C’est à toutes ces questions qu’une nouvelle approche de l’Histoire politique et économique est initiée et, tranche avec les approches classiques ; elle espère, à travers les développements qui vont suivre, apporter une meilleure compréhension du sens des crises et des guerres, et l’impact qui en ressort dans les avancées du monde.
Regardons l’évolution du monde sous l’angle de la philosophie de l’histoire. Un des grands philosophes de l’histoire, Hegel, disait : « L’esclave de l’Antiquité n’était pas une personne libre, parce qu’il n’avait pas conscience de son être-esclave ». La liberté se crée en se conquérant à travers l’Histoire et « en s’incarnant » dans des constitutions politiques. Donc il y a un processus nécessaire inhérent dans la marche de l’histoire.

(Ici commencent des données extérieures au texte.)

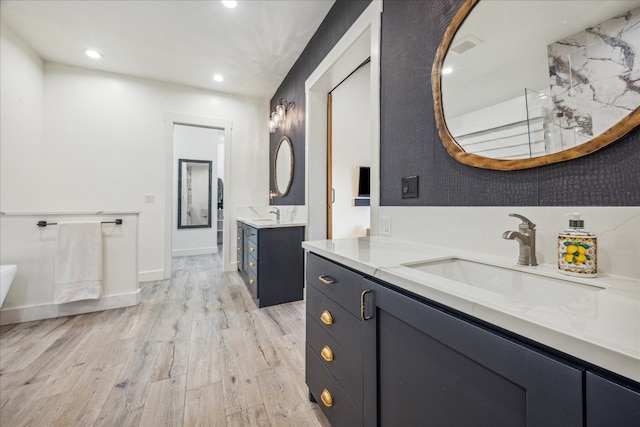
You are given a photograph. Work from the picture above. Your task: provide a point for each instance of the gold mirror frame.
(611, 135)
(284, 139)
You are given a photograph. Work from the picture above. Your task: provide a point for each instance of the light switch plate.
(384, 226)
(410, 187)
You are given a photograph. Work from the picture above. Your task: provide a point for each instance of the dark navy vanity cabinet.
(271, 262)
(400, 360)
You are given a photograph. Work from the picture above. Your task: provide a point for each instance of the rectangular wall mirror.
(194, 193)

En clair, « Les hommes n’ont pas à apprendre qu’ils sont libres », ils ont à gagner leur liberté. Et cela relève des contingences de l’histoire. Cette thèse reprise par Marx a pris une autre ampleur ; pour lui l’inachèvement de l’Histoire est dans la libération complète de l’individu de tout ce qui l’opprime et l’empêche d’être lui-même (« aliénation » de l’homme dans le monde actuel). Mais comment vient la libération de l’individu ? Elle ne vient pas du néant, ni de lui-même, sinon il se serait libéré et n’aurait pas attendu des siècles ; ce sont précisément les événements historiques qui surviennent et menacent les ordres qui régissent les peuples qui concourent dans le progrès du monde.
Pour Marx, la conscience de classe elle-même (qui est une limitation) disparaîtra dans la société communiste n’est en fait qu’une thèse avancée parce qu’elle s’inscrit dans le devenir humain. Que l’homme vraiment libre, selon Marx, soit le citoyen de cette cité à venir n’est qu’une vision humaine ; l’homme vraiment libre n’existe pas ; l’homme est toujours assujetti à sa condition humaine pour qui la liberté reste toujours une visée, et jamais atteinte définitivement.

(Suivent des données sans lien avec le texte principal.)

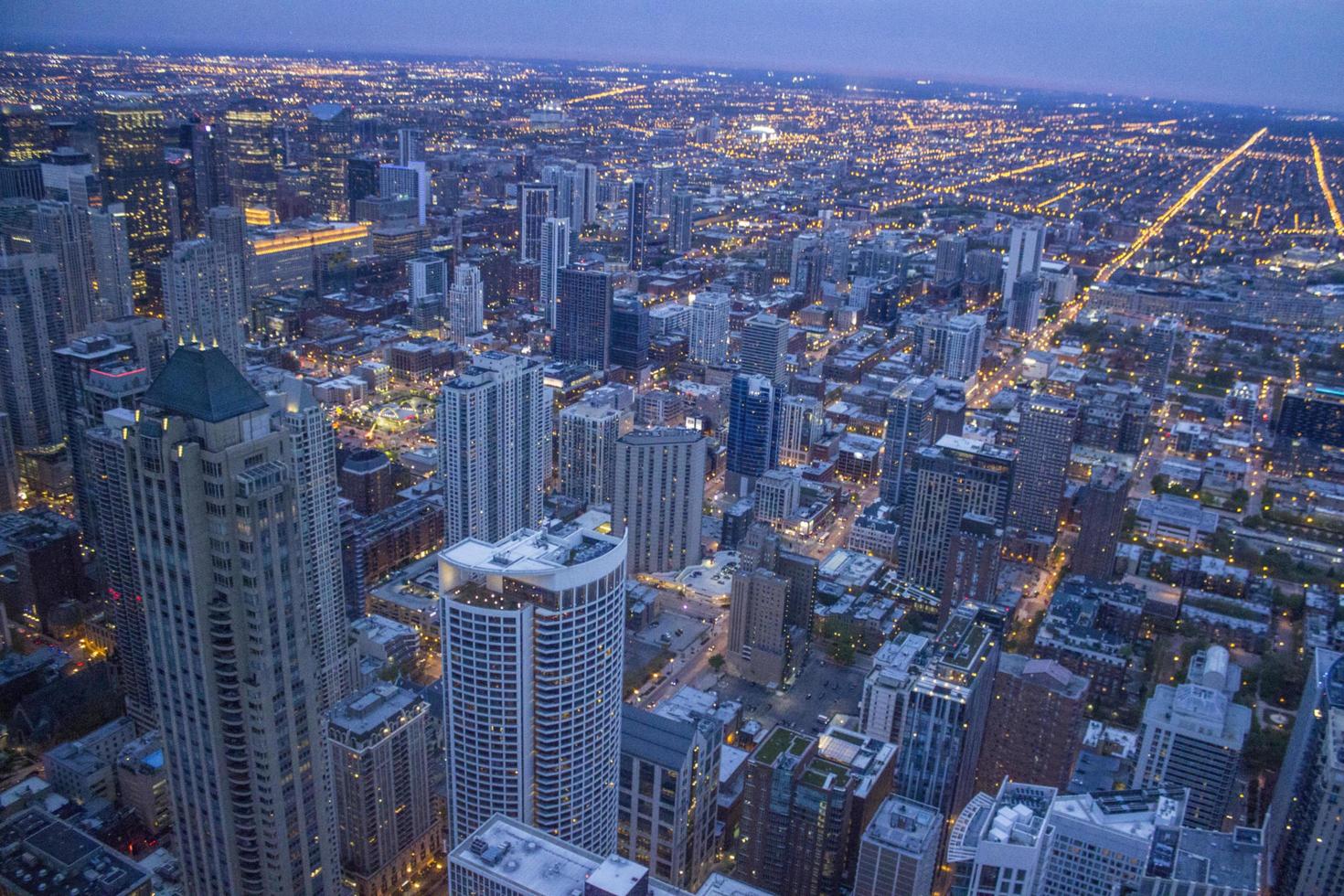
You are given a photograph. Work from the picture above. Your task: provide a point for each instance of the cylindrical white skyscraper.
(532, 661)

Pour Hegel, les hommes sont « les instruments aveugles du génie de l’Histoire » ? Derrière l’apparence extérieure des événements, derrière tout ce que font les hommes, derrière tous leurs actes les plus absurdes ou les plus passionnels, se cache une raison, un Esprit, qui mène le monde vers plus de liberté, plus de rationalité.

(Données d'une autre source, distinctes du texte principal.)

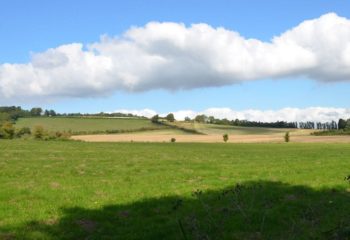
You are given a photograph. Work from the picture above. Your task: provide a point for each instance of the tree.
(36, 111)
(7, 130)
(201, 118)
(225, 137)
(155, 119)
(341, 124)
(52, 113)
(286, 137)
(170, 117)
(38, 132)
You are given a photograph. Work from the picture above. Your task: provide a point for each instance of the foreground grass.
(83, 124)
(77, 190)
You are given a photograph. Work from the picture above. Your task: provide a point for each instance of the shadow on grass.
(253, 210)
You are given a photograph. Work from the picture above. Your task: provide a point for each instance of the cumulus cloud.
(319, 114)
(174, 56)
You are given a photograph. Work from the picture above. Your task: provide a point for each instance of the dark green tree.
(35, 112)
(341, 123)
(170, 117)
(155, 119)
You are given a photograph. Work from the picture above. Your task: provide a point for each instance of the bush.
(286, 137)
(225, 137)
(23, 131)
(155, 119)
(39, 132)
(7, 130)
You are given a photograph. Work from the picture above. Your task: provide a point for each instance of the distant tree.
(4, 117)
(36, 111)
(342, 124)
(38, 132)
(7, 130)
(23, 131)
(170, 117)
(52, 113)
(211, 119)
(286, 137)
(225, 137)
(155, 119)
(201, 118)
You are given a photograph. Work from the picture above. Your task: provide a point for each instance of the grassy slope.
(77, 190)
(86, 124)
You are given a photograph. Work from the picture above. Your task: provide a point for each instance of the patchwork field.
(166, 136)
(80, 124)
(80, 190)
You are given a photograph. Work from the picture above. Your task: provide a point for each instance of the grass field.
(78, 190)
(215, 129)
(77, 124)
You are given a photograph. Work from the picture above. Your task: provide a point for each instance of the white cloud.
(319, 114)
(174, 56)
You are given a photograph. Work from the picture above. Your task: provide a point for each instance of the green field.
(89, 125)
(215, 129)
(77, 190)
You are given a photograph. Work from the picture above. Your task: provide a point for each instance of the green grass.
(77, 190)
(80, 124)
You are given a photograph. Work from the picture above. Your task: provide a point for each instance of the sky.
(269, 60)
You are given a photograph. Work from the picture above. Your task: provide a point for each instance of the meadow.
(80, 190)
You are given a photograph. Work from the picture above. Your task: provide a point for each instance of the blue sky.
(34, 26)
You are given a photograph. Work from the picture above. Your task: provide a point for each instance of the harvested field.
(209, 138)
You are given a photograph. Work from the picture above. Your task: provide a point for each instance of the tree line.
(12, 113)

Karl Marx, dans la postface de la deuxième édition allemande, du 24 janvier 1873, écrit :
« Une seule chose préoccupe Marx : trouver la loi des phénomènes qu'il étudie ; non seulement la loi qui les régit sous leur forme arrêtée et dans leur liaison observable pendant une période de temps donnée. Non, ce qui lui importe, par‑dessus tout, c'est la loi de leur changement, de leur développement, c'est‑à‑dire la loi de leur passage d'une forme à l'autre, d'un ordre de liaison dans un autre. Une fois qu'il a découvert cette loi, il examine en détail les effets par lesquels elle se manifeste dans la vie sociale... […] Pour cela il suffit qu'il démontre, en même temps que la nécessité de l'organisation actuelle, la nécessité d'une autre organisation dans laquelle la première doit inévitablement passer, que l'humanité y croie ou non, qu'elle en ait ou non conscience. Il envisage le mouvement social comme un enchaînement naturel de phénomènes historiques, enchaînement soumis à des lois qui, non seulement sont indépendantes de la volonté, de la conscience et des desseins de l'homme, mais qui, au contraire, déterminent sa volonté, sa conscience et ses desseins... […]Mais, dira‑t‑on, les lois générales de la vie économique sont unes, toujours les mêmes, qu'elles s'appliquent au présent ou au passé. C'est précisément ce que Marx conteste ; pour lui ces lois abstraites n'existent pas... Dès que la vie s'est retirée d'une période de développement donnée, dès qu'elle passe d'une phase dans une autre, elle commence aussi à être régie par d'autres lois. […]Une analyse plus approfondie des phénomènes a montré que les organismes sociaux se distinguent autant les uns des autres que les organismes animaux et végétaux. Bien plus, un seul et même phénomène obéit… à des lois absolument différentes, lorsque la structure totale de ces organismes diffère, lorsque leurs organes particuliers viennent à varier, lorsque les conditions dans lesquelles ils fonctionnent viennent à changer, etc. […] La valeur scientifique particulière d'une telle étude, c'est de mettre en lumière les lois qui régissent la naissance, la vie, la croissance et la mort d'un organisme social donné, et son remplacement par un autre supérieur ; c'est cette valeur‑là que possède l'ouvrage de Marx. »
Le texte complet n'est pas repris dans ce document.